Massive Attack’s remix of the title track became a club hit, helping propel him, and qawwali, into a global spotlight.
Soon, Nusrat’s distinctive voice was soaring in the background on soundtracks for films such as Natural Born Killers (1994; directed by Oliver Stone) and Dead Man Walking (1995; directed by Tim Robbins).
His music was being remixed by Asian stars such as Bally Sagoo and Talvin Singh. It was being cited as inspiration by Carlos Santana, Eddie Vedder and Jeff Beck.
Closer to home, his collaboration with Javed Akhtar on songs such as Koi Jane Koi Na Jane and Afreen Afreen made him a household name in India.
He earned multiple honours around the world, including two Grammy nominations, and toured relentlessly.
His death, following a massive heart attack, was sudden and tragic but not really a surprise. He had been ill for years. There were accusations that he had been worked to death.
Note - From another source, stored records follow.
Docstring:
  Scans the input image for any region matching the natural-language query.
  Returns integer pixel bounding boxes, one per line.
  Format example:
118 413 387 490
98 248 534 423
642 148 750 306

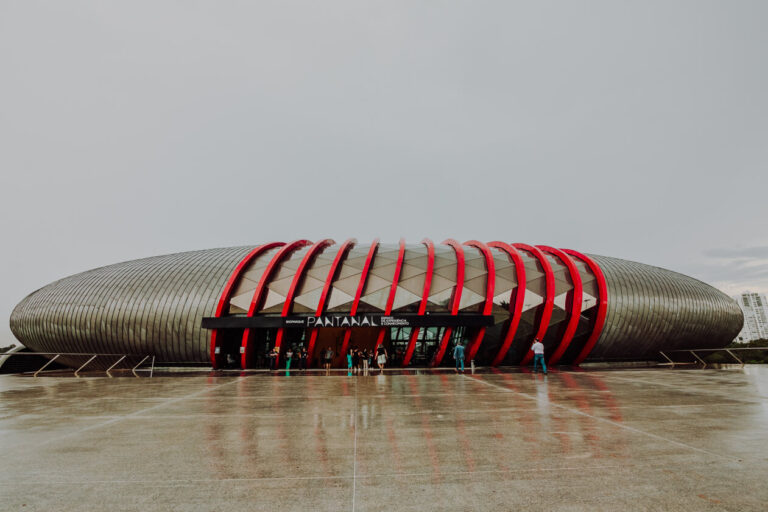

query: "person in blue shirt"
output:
453 342 466 373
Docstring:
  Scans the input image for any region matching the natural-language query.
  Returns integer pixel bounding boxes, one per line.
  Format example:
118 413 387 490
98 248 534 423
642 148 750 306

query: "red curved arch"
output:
209 242 285 369
273 239 336 355
513 243 555 367
463 240 495 361
536 245 583 365
431 239 465 367
339 239 380 364
306 238 357 366
240 239 312 369
373 238 406 354
561 249 608 365
487 241 527 367
401 238 435 367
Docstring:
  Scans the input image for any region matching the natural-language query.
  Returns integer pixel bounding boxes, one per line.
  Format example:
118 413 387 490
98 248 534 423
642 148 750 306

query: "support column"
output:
240 240 312 369
209 242 285 369
487 241 527 367
431 239 465 367
536 245 582 366
401 239 435 367
562 249 608 365
513 243 555 367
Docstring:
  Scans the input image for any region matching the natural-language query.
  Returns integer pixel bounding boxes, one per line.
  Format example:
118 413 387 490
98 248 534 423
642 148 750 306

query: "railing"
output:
0 352 155 377
659 347 768 368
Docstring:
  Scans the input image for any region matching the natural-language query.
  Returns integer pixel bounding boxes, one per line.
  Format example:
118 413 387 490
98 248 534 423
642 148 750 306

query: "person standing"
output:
362 349 369 372
531 338 547 374
376 345 387 372
285 347 294 371
323 347 334 370
347 349 354 372
299 348 308 371
269 347 279 371
453 341 465 373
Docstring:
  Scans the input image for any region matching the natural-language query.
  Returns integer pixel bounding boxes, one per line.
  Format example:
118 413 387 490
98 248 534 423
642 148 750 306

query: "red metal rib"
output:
306 238 357 366
513 243 555 367
273 239 336 355
562 249 608 365
431 239 465 367
339 239 380 364
373 238 406 353
240 239 312 369
536 245 583 365
487 241 527 367
401 238 435 367
209 242 285 369
463 240 495 361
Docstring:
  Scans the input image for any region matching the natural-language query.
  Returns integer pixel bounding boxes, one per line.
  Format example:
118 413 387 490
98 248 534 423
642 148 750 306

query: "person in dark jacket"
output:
453 342 465 373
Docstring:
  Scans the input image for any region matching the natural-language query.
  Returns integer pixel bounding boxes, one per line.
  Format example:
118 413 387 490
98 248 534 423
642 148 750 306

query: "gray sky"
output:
2 1 767 348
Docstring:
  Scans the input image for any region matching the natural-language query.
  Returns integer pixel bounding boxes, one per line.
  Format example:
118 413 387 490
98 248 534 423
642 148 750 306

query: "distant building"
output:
733 292 768 343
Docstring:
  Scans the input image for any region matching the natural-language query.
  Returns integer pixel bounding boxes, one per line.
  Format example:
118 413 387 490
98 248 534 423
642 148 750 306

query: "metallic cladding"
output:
10 247 253 365
587 254 743 360
9 245 743 365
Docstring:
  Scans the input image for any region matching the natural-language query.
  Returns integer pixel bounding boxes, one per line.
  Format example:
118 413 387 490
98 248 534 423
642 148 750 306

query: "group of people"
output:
263 337 548 374
344 345 389 372
262 344 390 372
451 338 547 374
267 346 309 371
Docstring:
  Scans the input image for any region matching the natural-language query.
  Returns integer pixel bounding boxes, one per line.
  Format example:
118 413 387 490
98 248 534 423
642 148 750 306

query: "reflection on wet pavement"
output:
1 366 767 511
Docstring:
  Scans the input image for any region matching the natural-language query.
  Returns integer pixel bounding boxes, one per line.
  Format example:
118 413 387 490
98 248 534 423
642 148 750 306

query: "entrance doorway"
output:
389 326 475 366
312 327 383 368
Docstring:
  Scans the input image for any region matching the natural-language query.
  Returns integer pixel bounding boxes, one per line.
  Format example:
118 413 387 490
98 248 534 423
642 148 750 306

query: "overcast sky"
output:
1 1 767 348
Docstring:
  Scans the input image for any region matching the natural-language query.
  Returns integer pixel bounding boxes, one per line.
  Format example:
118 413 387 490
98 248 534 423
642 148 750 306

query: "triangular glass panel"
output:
398 263 426 280
333 274 363 296
458 289 486 310
267 275 294 296
463 275 488 296
259 289 287 312
325 289 355 310
398 275 427 296
522 289 543 312
294 286 325 312
427 274 456 294
229 292 254 313
391 287 423 310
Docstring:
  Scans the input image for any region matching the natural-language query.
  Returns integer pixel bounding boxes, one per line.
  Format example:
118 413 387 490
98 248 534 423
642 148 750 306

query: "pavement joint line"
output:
5 375 251 455
352 376 359 512
5 402 749 423
163 392 485 399
465 374 744 463
0 464 634 486
597 374 768 401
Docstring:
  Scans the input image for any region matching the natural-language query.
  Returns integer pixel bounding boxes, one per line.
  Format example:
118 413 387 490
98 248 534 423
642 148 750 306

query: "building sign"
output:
306 315 379 327
202 314 494 330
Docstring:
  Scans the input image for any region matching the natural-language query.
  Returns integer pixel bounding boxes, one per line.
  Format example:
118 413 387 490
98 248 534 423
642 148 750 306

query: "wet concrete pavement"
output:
1 366 767 511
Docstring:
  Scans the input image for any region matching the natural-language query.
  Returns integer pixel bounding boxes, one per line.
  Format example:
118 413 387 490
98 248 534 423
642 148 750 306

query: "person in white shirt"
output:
530 338 547 374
Those who worked with him say he wouldn’t let up; he wanted to always be working, touring and singing too.
Decades on, it feels a little like he slipped through the cracks.
Born in a time just before the internet, his music is much-loved but there is little left of his story. The couple of books on him are out of print; the TV documentaries from the ’90s are obscure and little-known.
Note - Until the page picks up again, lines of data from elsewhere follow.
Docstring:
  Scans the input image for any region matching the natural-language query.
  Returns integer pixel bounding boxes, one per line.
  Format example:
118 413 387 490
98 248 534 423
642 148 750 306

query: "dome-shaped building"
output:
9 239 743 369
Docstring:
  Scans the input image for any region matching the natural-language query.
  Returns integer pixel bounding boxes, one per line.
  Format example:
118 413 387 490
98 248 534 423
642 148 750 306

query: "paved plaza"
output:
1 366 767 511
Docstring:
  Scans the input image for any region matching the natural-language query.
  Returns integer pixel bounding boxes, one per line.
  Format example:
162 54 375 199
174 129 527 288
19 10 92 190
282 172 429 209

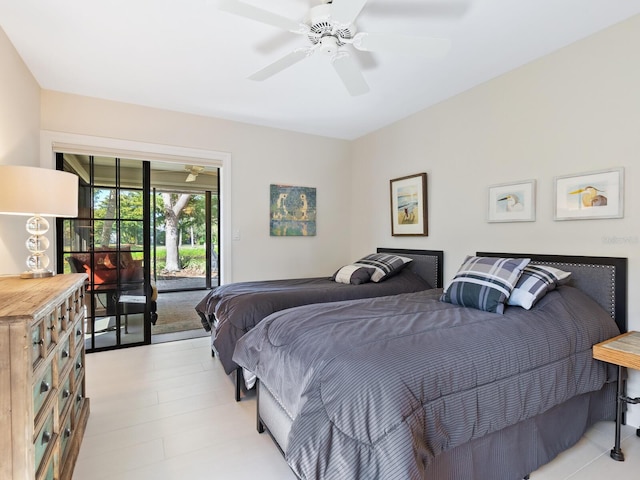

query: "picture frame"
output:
270 184 317 236
390 173 428 236
554 168 624 221
487 179 536 223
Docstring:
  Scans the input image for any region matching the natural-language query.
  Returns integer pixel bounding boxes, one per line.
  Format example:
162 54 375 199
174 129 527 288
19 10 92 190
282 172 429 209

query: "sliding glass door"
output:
57 156 221 347
57 154 151 352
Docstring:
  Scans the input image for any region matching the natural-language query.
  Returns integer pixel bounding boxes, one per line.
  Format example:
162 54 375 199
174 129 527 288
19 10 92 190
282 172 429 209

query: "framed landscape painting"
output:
390 173 428 236
270 184 317 236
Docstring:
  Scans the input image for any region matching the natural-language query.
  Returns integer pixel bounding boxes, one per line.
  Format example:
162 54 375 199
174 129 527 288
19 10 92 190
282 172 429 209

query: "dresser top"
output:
0 274 87 321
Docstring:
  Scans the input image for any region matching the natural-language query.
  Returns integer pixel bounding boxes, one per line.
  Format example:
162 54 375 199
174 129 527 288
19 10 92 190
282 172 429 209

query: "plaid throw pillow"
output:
354 253 412 283
440 256 530 314
507 264 572 310
331 265 375 285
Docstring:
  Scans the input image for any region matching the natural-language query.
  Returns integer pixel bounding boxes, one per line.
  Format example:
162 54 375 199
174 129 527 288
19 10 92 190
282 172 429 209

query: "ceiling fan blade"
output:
365 1 470 18
352 32 451 58
331 51 369 96
219 0 309 34
249 48 312 81
331 0 369 26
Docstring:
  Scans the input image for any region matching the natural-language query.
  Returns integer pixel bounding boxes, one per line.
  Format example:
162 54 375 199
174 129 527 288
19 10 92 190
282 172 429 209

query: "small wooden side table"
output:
593 331 640 461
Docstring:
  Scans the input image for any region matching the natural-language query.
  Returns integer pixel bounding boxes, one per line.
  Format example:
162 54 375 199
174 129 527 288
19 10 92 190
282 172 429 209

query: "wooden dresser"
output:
0 274 90 480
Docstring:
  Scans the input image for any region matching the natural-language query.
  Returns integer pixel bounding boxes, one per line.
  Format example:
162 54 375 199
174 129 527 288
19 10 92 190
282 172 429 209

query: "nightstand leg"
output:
611 366 625 461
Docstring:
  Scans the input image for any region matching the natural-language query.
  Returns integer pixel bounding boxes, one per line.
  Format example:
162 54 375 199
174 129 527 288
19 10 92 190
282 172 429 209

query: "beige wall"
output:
0 27 41 273
350 15 640 425
2 14 640 425
40 92 352 282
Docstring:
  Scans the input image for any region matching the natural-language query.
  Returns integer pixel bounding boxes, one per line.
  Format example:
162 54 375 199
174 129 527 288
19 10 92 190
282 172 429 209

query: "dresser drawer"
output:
58 334 72 373
73 316 84 348
73 348 84 385
69 286 85 322
45 309 62 340
33 362 54 423
60 410 73 465
34 408 55 475
59 370 73 420
31 319 46 368
74 377 86 426
57 298 70 332
43 313 57 352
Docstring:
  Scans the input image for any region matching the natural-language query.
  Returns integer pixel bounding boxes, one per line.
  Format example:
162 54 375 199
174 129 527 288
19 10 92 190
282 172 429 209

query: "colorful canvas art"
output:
270 184 317 236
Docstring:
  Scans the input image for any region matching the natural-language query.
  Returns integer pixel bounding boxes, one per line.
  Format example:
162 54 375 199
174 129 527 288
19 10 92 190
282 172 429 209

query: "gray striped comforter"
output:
233 286 619 480
196 269 432 374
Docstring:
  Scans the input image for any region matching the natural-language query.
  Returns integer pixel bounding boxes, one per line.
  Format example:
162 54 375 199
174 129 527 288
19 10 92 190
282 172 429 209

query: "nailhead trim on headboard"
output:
531 261 616 320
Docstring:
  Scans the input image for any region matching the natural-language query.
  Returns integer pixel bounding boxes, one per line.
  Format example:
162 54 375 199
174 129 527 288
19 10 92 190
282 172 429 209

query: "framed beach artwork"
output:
487 180 536 223
270 184 317 236
554 168 624 221
390 173 428 236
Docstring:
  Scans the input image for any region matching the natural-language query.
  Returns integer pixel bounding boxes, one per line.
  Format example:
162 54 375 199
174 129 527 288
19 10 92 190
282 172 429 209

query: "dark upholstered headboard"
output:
477 252 627 334
378 248 444 289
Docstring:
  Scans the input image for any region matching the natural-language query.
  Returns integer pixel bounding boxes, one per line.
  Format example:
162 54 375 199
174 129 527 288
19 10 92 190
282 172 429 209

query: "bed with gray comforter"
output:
233 253 626 480
196 248 442 376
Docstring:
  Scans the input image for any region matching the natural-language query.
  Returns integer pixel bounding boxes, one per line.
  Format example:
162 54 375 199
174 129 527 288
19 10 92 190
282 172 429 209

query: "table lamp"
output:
0 165 78 278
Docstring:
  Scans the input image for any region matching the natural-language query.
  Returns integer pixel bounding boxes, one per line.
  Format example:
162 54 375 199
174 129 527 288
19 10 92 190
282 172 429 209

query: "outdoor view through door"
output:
57 154 220 351
153 191 219 292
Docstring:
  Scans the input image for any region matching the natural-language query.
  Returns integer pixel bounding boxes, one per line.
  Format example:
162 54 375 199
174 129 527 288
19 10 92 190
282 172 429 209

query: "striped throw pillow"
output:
332 265 375 285
440 256 530 314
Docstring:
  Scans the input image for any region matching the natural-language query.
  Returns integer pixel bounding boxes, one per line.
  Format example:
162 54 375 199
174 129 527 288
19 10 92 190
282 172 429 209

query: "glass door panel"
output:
58 154 151 352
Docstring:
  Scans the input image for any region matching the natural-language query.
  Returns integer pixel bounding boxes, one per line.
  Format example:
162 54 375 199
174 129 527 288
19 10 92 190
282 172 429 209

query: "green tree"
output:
162 193 191 271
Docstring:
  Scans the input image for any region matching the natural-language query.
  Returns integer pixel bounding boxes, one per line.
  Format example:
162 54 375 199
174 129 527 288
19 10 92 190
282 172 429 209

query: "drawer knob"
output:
67 306 72 312
63 389 71 399
62 349 69 358
76 329 82 336
64 428 72 438
47 323 56 331
59 314 66 321
33 339 44 346
76 361 82 370
40 381 50 394
76 394 83 403
41 431 51 445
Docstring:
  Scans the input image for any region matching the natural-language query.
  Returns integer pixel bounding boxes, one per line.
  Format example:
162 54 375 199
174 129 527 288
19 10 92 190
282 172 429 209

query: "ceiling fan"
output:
184 165 205 182
220 0 452 96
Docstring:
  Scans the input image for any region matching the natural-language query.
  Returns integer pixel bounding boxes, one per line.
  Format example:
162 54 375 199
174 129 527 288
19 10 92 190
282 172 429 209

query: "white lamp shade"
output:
0 166 78 217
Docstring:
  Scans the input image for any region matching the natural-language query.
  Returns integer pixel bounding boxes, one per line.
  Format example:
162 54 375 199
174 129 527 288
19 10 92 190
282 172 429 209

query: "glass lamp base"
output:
20 270 55 279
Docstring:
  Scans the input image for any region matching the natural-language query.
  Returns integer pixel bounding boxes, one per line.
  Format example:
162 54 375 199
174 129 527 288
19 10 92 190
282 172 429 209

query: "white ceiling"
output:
1 0 639 140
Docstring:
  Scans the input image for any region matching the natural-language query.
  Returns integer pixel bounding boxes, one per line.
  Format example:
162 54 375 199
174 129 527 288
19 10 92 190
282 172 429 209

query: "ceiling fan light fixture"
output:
320 36 339 55
184 165 205 183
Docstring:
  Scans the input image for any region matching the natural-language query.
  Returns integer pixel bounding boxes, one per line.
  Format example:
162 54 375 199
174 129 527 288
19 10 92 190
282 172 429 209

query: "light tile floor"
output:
73 337 640 480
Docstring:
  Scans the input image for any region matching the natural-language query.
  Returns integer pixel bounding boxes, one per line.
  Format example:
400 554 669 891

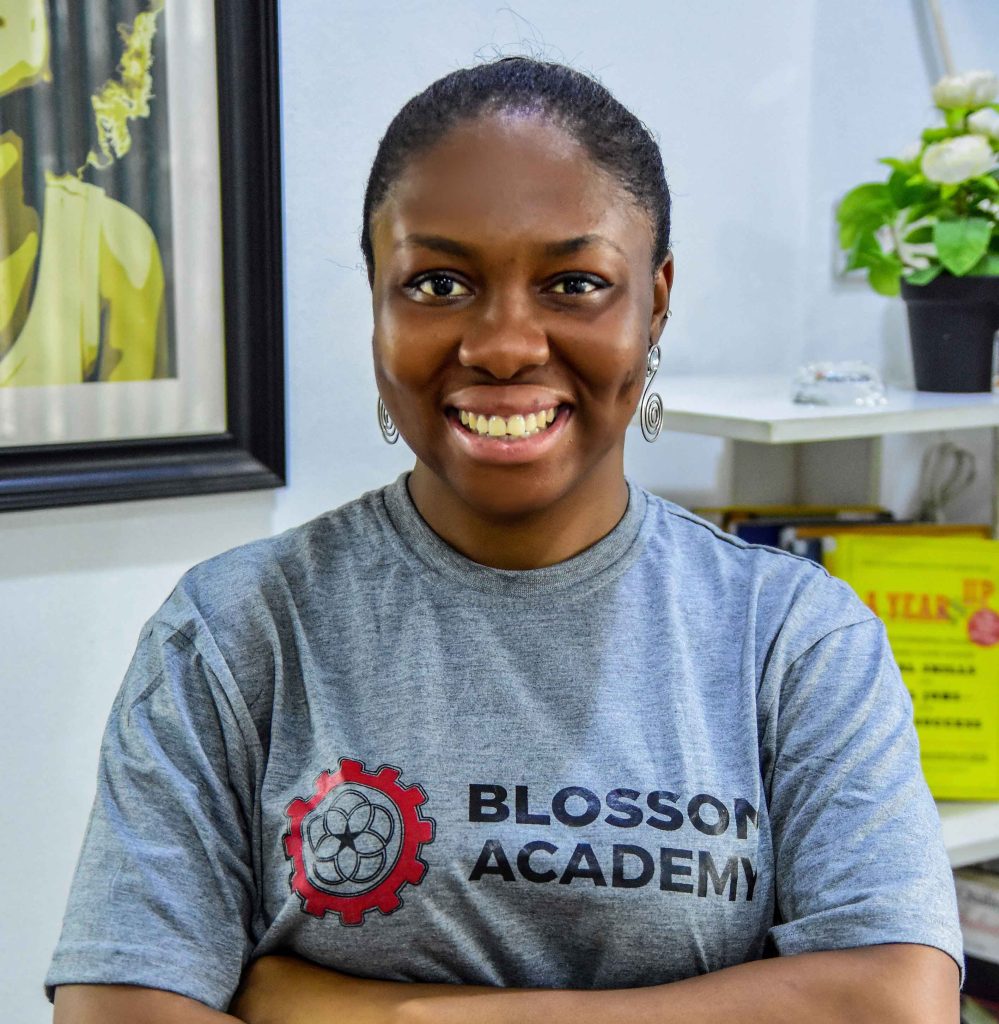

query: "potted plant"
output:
837 70 999 392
This inspired Bashir and her co-producer, Zakir Thaver, to spend years combing through footage and travelling the globe to meet the people who knew and worked with the Ustad.
That film is still about a year away, but until then, there are the four new songs. Click here to listen to his otherworldly voice swirl in jagged melismas over the tabla-and-harmonium grooves of Ya Allah Ya Rahman, and fill with raw spiritual yearning on Aj Sik Mitran Di. Listen to the nimble acrobatics over the constantly shifting rhythms of Ya Gaus Ya Meeran, as the song builds to its crescendo.
It is a precious final gift from one of the subcontinent’s most gifted maestros.